WHEREAS, the Parties previously entered into the Agreement, which provided for a collaborative program between JT and Tularik to research, discover, develop, manufacture and market products that agonize or antagonize various Program Targets for the treatment of disease in humans;
WHEREAS, Tularik has established the Subsidiary to conduct a portion of such collaborative program;
WHEREAS, the Parties desire to modify the Agreement to clarify certain provision of the Agreement relating to the support for the Research Program;
WHEREAS, in order to accomplish the foregoing, the Parties have agreed to amend the Agreement in part;
NOW, THEREFORE, in consideration of the premises and the mutual covenants and agreements expressed herein, and for other good and valuable consideration, the receipt and sufficiency of which is hereby acknowledged, and intending to be legally bound, Tularik and JT hereby agree as follows:
1. Section 6.1(b) of the Agreement is hereby amended by deleting the last sentence of Section 6.1(b).
2. For the purpose of clarification of Section 6.1(b)(B), Section 6.1 of the Agreement is hereby further amended by inserting the following as Section 6.1(g) and (h):
(g) JT shall pay to Tularik [*] to support the Research Program during the period from [*]. Tularik represents that the attached Exhibit A reflects: (i) [*] the conduct of the Research Program during the period from [*]; and (ii) [*] the conduct of the Research Program [*] during the period from [*].
(h) Tularik covenants and agrees to provide to [*] on or before [*] a revised version of Exhibit A (the "Revised Exhibit") reflecting: (i) [*] the conduct of the Research Program during the period from [*]; and (ii) the [*] during the period from [*]. The [*] shall advise Tularik and JT on or before [*] whether such [*] reasonably believes that the [*]. Then, by [*], the Parties shall mutually discuss in good faith by taking into consideration [*] and [*], and either agree upon (i) the [*]; or (ii) a [*] during the period from [*]; provided, however, that the [*] shall in no event be less than [*]. If the sum of the [*], and the [*] from [*] is greater than or equal to [*], JT shall pay to Tularik [*] to support the Research Program during the period from [*] on or before [*]. If the sum of the [*], and the [*] from [*] is less than [*], JT shall [*] amount equal to (i) [*]; multiplied by (ii) [*]. JT shall pay to Tularik [*], to support the Research Program during the period from [*] on or before [*]. In the event that the [*] from [*], Tularik shall [*] an amount equal to (i) [*]; multiplied by (ii) [*]. At the option of JT, any [*] calculated pursuant to the immediately preceding sentence: (i) shall be [*]; or (ii) shall be [*] support
for the Research Program [*] due to Tularik by JT for the period from [*], unless otherwise agreed by the Parties. If the attested report of each year pursuant to [*] shows any [*] from each of [*] report provided by Tularik without such attest, such [*], in a reasonable time frame.

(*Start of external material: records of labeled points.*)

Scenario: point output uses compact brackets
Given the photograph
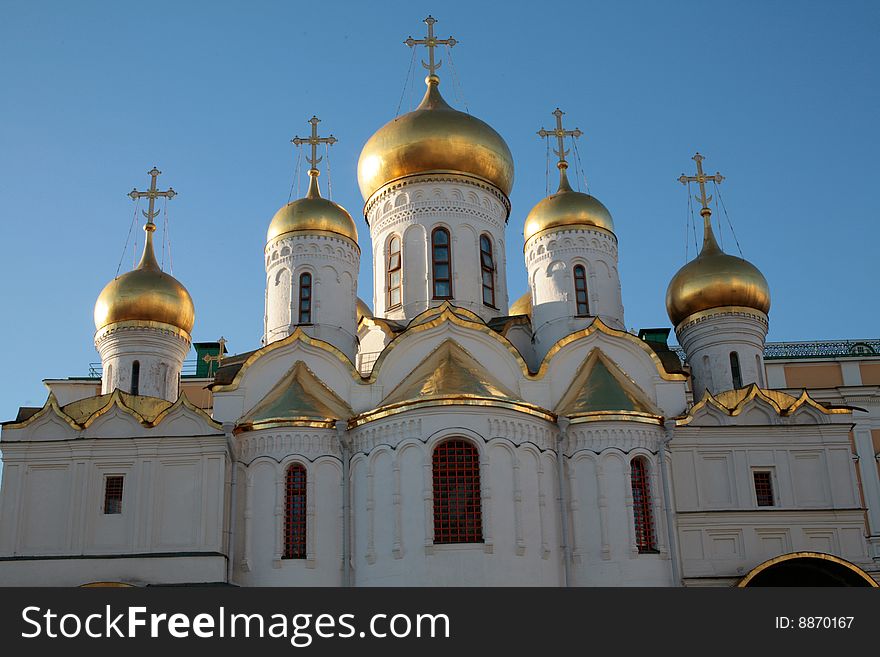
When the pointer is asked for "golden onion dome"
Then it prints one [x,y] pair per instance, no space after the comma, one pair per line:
[312,214]
[363,310]
[567,208]
[434,138]
[715,279]
[145,295]
[522,306]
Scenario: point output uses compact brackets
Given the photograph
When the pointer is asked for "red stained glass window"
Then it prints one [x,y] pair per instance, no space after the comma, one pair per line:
[580,291]
[305,299]
[487,266]
[441,263]
[394,273]
[458,514]
[113,495]
[763,488]
[295,512]
[642,512]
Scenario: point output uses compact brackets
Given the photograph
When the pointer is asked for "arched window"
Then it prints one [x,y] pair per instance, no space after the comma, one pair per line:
[295,512]
[642,513]
[487,265]
[580,291]
[441,264]
[734,370]
[458,514]
[305,298]
[394,273]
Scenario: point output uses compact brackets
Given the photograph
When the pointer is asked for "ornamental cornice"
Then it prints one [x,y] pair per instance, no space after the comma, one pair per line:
[722,311]
[624,438]
[549,252]
[410,212]
[154,329]
[396,185]
[309,443]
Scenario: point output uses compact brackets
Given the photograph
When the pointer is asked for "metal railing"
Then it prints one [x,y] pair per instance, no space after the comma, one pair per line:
[813,349]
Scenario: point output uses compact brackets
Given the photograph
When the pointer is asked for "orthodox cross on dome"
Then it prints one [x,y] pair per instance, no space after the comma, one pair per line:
[560,133]
[218,358]
[431,42]
[313,141]
[702,179]
[152,194]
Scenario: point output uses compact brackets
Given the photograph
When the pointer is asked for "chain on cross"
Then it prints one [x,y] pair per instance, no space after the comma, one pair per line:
[431,42]
[560,133]
[210,360]
[152,194]
[702,179]
[313,141]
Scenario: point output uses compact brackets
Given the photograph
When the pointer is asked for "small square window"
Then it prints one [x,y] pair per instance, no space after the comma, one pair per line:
[113,495]
[763,487]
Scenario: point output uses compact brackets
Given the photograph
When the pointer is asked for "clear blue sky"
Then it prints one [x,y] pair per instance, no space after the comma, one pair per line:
[781,97]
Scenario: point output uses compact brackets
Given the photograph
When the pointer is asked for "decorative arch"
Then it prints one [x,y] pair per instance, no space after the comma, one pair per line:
[295,511]
[807,569]
[643,505]
[457,492]
[487,269]
[441,263]
[394,271]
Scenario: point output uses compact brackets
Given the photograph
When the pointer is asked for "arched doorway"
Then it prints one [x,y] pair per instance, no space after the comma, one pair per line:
[807,569]
[103,585]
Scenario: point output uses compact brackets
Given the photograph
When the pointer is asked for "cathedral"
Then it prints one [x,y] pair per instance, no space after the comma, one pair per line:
[444,435]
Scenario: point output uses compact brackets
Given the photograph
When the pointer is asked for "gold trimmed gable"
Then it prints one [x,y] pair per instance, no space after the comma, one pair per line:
[733,402]
[299,399]
[601,388]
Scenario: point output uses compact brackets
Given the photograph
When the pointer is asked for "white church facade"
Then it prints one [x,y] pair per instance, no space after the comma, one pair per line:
[447,437]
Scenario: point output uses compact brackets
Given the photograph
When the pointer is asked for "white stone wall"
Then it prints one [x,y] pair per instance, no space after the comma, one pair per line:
[333,263]
[393,501]
[264,457]
[603,538]
[724,533]
[159,352]
[550,260]
[709,338]
[412,209]
[51,504]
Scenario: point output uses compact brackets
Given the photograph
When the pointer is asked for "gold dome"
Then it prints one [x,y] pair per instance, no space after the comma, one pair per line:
[715,279]
[522,306]
[146,294]
[567,208]
[434,138]
[312,213]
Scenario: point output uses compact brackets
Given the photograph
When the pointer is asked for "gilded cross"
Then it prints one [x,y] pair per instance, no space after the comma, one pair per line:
[152,194]
[208,358]
[560,133]
[431,42]
[702,179]
[314,140]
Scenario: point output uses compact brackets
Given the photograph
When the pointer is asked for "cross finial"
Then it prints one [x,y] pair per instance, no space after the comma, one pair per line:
[208,358]
[431,42]
[560,133]
[152,194]
[313,141]
[702,179]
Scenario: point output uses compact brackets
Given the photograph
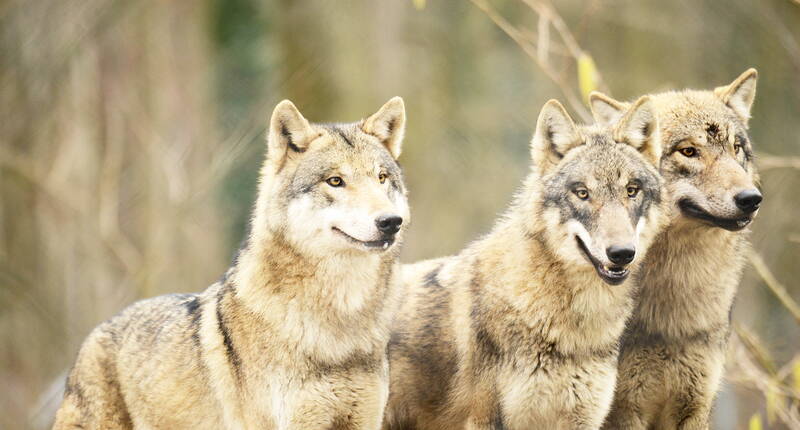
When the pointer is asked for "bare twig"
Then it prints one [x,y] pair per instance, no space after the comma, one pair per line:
[515,34]
[768,161]
[775,286]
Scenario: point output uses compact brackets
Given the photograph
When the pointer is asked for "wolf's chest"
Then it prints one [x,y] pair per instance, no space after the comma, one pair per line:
[544,393]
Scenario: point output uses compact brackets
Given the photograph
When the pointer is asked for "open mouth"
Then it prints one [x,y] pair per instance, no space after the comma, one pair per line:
[692,210]
[612,275]
[383,243]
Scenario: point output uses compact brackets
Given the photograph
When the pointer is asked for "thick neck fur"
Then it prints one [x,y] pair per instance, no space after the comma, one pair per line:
[520,278]
[689,279]
[312,303]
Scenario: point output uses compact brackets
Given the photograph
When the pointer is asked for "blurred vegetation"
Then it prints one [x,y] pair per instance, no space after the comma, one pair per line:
[131,133]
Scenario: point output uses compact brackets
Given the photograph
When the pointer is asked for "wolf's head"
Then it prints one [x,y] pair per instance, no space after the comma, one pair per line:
[328,188]
[707,162]
[600,187]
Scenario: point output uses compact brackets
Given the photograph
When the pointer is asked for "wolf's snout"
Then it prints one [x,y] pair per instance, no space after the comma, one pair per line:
[748,201]
[388,224]
[621,254]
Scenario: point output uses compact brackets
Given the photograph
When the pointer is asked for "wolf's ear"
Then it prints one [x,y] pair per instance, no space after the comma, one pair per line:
[606,110]
[739,95]
[388,125]
[288,131]
[638,127]
[555,134]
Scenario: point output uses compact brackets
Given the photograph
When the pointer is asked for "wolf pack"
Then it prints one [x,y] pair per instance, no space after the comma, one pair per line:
[600,299]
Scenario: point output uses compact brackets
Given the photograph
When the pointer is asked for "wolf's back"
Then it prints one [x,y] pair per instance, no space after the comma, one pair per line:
[145,359]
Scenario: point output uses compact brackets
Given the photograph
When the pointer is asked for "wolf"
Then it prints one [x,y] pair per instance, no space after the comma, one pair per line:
[520,329]
[294,336]
[673,350]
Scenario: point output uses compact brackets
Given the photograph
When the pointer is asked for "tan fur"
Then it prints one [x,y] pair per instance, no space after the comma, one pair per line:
[294,336]
[518,331]
[672,358]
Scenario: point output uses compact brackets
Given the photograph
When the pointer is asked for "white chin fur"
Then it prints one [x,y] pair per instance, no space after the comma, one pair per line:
[575,228]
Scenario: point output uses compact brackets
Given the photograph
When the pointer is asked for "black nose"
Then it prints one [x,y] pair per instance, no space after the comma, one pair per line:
[621,254]
[748,200]
[388,224]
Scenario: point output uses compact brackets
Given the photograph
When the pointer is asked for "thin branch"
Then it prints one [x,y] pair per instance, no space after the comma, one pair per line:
[515,34]
[775,286]
[768,161]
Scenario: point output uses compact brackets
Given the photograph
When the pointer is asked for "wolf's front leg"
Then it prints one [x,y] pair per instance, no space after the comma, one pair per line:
[347,401]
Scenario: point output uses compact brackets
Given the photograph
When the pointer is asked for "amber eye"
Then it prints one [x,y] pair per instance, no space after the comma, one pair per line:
[335,181]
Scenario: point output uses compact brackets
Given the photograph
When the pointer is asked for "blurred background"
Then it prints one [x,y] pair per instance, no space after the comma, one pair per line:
[131,132]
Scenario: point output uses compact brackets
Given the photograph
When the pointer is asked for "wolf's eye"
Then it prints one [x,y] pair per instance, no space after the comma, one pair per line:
[335,181]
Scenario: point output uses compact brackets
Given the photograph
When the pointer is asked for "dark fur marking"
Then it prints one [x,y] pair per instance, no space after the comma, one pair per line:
[498,421]
[195,311]
[341,133]
[361,361]
[233,356]
[550,133]
[431,279]
[712,130]
[289,141]
[390,126]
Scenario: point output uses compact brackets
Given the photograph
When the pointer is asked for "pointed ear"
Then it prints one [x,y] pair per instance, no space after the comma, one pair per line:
[739,95]
[288,132]
[388,125]
[606,110]
[638,127]
[555,134]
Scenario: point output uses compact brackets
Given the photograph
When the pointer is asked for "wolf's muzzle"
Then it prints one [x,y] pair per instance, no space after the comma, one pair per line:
[748,201]
[388,224]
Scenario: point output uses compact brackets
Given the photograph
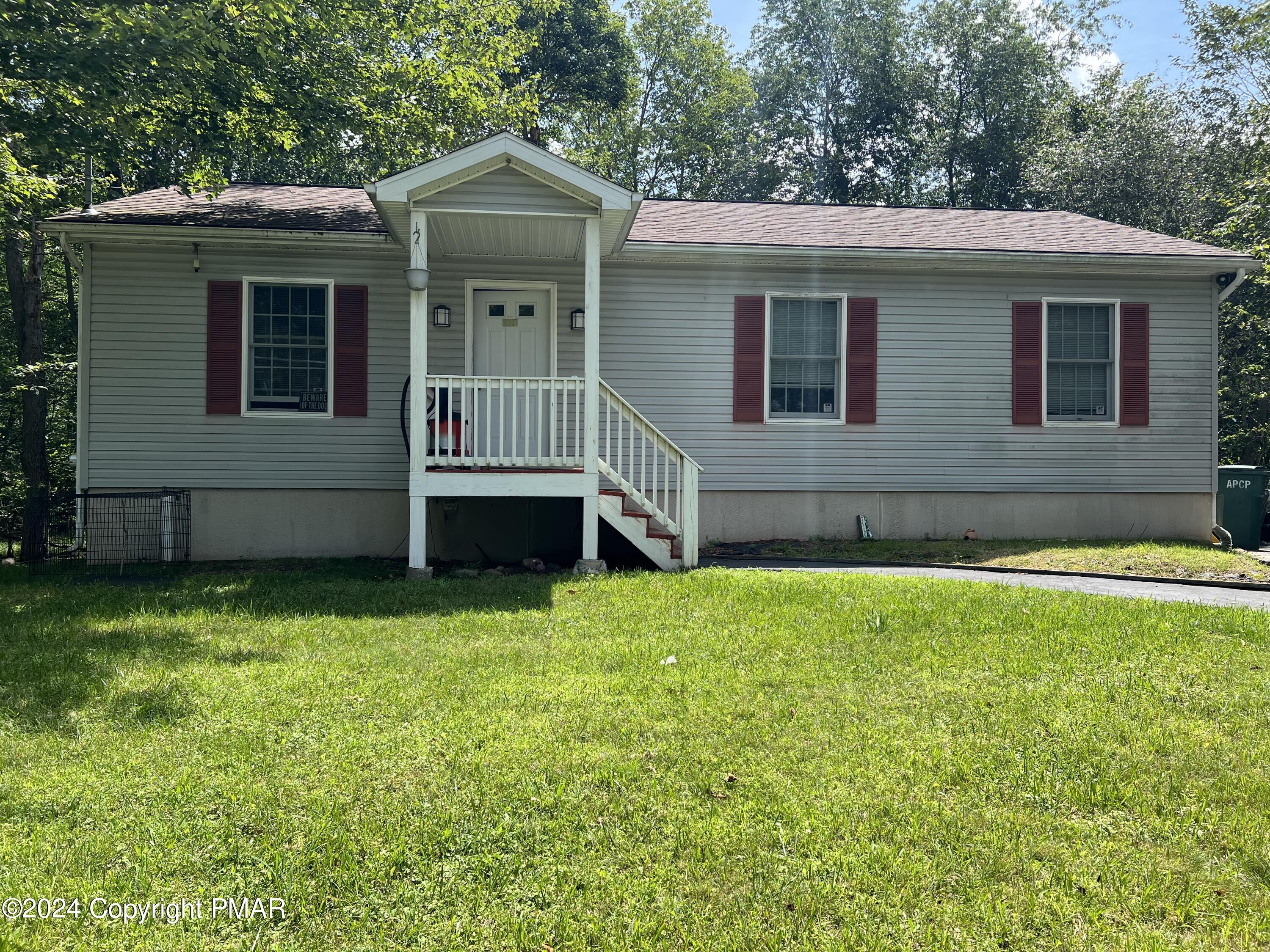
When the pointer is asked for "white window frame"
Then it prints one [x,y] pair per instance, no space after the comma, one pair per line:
[473,285]
[1113,390]
[329,283]
[841,418]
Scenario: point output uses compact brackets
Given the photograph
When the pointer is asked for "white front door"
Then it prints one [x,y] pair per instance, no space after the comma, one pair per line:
[511,334]
[512,338]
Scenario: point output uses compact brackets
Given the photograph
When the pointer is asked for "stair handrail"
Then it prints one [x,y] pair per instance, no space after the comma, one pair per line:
[613,395]
[689,469]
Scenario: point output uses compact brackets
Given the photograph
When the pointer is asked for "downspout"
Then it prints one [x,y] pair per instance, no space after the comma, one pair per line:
[65,243]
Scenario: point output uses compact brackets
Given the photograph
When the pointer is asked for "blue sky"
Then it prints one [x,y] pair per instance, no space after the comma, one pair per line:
[1146,44]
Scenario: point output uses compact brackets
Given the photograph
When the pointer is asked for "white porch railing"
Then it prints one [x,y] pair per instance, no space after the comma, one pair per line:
[506,422]
[540,423]
[649,469]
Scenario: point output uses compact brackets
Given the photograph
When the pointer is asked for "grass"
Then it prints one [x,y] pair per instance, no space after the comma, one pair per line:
[832,762]
[1168,558]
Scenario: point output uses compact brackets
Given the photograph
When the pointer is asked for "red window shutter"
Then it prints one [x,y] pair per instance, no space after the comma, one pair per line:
[1027,371]
[1135,365]
[351,349]
[225,347]
[863,360]
[747,362]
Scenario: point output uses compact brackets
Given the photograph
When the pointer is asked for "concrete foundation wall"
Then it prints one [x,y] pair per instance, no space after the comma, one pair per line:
[268,523]
[754,516]
[262,523]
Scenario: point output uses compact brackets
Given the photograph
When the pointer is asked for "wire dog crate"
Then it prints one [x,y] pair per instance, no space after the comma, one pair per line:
[121,535]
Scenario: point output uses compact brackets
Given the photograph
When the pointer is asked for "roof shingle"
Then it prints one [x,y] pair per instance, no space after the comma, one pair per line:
[900,229]
[756,224]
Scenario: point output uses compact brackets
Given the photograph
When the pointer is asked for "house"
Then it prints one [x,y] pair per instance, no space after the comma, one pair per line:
[689,371]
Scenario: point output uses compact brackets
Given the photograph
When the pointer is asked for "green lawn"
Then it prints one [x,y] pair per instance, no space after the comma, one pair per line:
[834,762]
[1170,558]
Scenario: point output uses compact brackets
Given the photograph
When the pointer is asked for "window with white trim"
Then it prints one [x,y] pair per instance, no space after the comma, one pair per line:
[804,360]
[289,334]
[1080,370]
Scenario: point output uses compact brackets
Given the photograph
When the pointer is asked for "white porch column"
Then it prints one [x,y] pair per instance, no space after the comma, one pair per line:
[591,371]
[418,402]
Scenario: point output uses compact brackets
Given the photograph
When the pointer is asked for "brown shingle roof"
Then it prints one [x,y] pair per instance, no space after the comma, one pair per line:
[773,224]
[898,229]
[246,206]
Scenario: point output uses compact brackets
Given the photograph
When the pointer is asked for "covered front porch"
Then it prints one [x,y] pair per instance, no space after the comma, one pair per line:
[510,224]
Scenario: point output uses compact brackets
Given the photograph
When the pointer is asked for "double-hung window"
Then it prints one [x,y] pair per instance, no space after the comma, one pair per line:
[1080,361]
[804,369]
[289,357]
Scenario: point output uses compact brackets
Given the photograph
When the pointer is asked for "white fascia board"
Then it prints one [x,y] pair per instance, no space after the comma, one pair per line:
[934,259]
[384,217]
[488,154]
[240,238]
[637,201]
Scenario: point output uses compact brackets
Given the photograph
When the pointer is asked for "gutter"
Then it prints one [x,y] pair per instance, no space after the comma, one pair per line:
[64,240]
[384,216]
[1197,266]
[637,200]
[1240,277]
[214,235]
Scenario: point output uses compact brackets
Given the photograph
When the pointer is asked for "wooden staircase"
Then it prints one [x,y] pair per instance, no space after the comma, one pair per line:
[652,498]
[642,530]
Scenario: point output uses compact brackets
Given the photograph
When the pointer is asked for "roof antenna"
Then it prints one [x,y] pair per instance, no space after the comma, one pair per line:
[88,210]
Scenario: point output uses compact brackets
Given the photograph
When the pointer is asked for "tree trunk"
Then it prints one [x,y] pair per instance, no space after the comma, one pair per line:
[26,272]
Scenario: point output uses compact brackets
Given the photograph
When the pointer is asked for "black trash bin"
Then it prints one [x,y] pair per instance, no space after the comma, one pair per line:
[1241,503]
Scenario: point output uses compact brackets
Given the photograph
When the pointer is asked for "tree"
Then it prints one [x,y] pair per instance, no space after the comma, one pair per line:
[990,79]
[1230,89]
[1126,153]
[581,59]
[684,129]
[836,84]
[192,94]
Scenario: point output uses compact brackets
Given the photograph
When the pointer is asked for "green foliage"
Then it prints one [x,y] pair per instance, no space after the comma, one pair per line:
[832,763]
[839,84]
[192,94]
[581,58]
[1126,153]
[58,374]
[990,77]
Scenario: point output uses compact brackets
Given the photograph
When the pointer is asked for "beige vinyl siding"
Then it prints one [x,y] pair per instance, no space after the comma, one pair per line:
[148,422]
[944,384]
[944,377]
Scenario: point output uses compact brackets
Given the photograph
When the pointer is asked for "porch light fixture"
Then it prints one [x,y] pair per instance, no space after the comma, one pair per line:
[417,278]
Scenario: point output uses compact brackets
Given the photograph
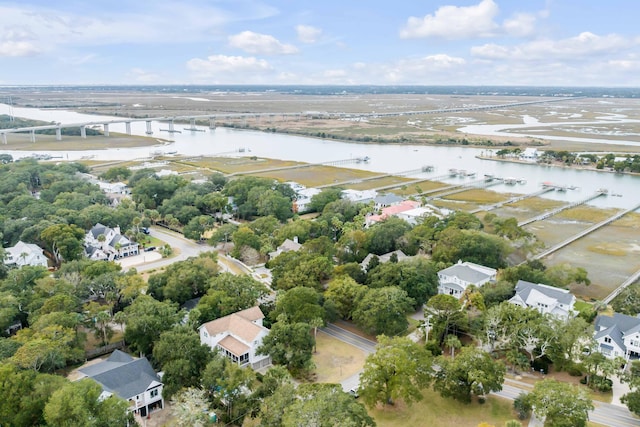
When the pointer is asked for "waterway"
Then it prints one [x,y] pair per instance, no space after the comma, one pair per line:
[384,158]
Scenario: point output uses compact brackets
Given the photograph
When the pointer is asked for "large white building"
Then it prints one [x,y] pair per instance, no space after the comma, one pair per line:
[618,336]
[456,279]
[546,299]
[238,336]
[25,254]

3. Capitalized terms used herein but not otherwise defined herein shall have the respective meanings assigned to such terms in the Agreement.
4. Except as expressly modified by this Amendment, all of the terms and conditions of the Agreement shall remain in full force and effect.
5. This Amendment may be executed in two or more counterparts, each of which shall be deemed an original but all of which shall be considered one and the same instrument.
IN WITNESS WHEREOF, the parties have executed, or caused their duly authorized officer or representative to execute, this Amendment as of May 31, 2001.
/s/ David V. Goeddel
|Name: David V. Goeddel, Ph.D.|
Title: Chief Executive Officer
JAPAN TOBACCO INC.
/s/ Takashi Kato
|Name: Takashi Kato|
Title: Managing Director, Pharmaceutical Division
[*] = CERTAIN CONFIDENTIAL INFORMATION CONTAINED IN THIS DOCUMENT, MARKED BY BRACKETS, HAS BEEN OMITTED AND FILED SEPARATELY WITH THE SECURITIES AND EXCHANGE COMMISSION PURSUANT TO RULE 24B-2 OF THE SECURITIES EXCHANGE ACT OF 1934, AS AMENDED.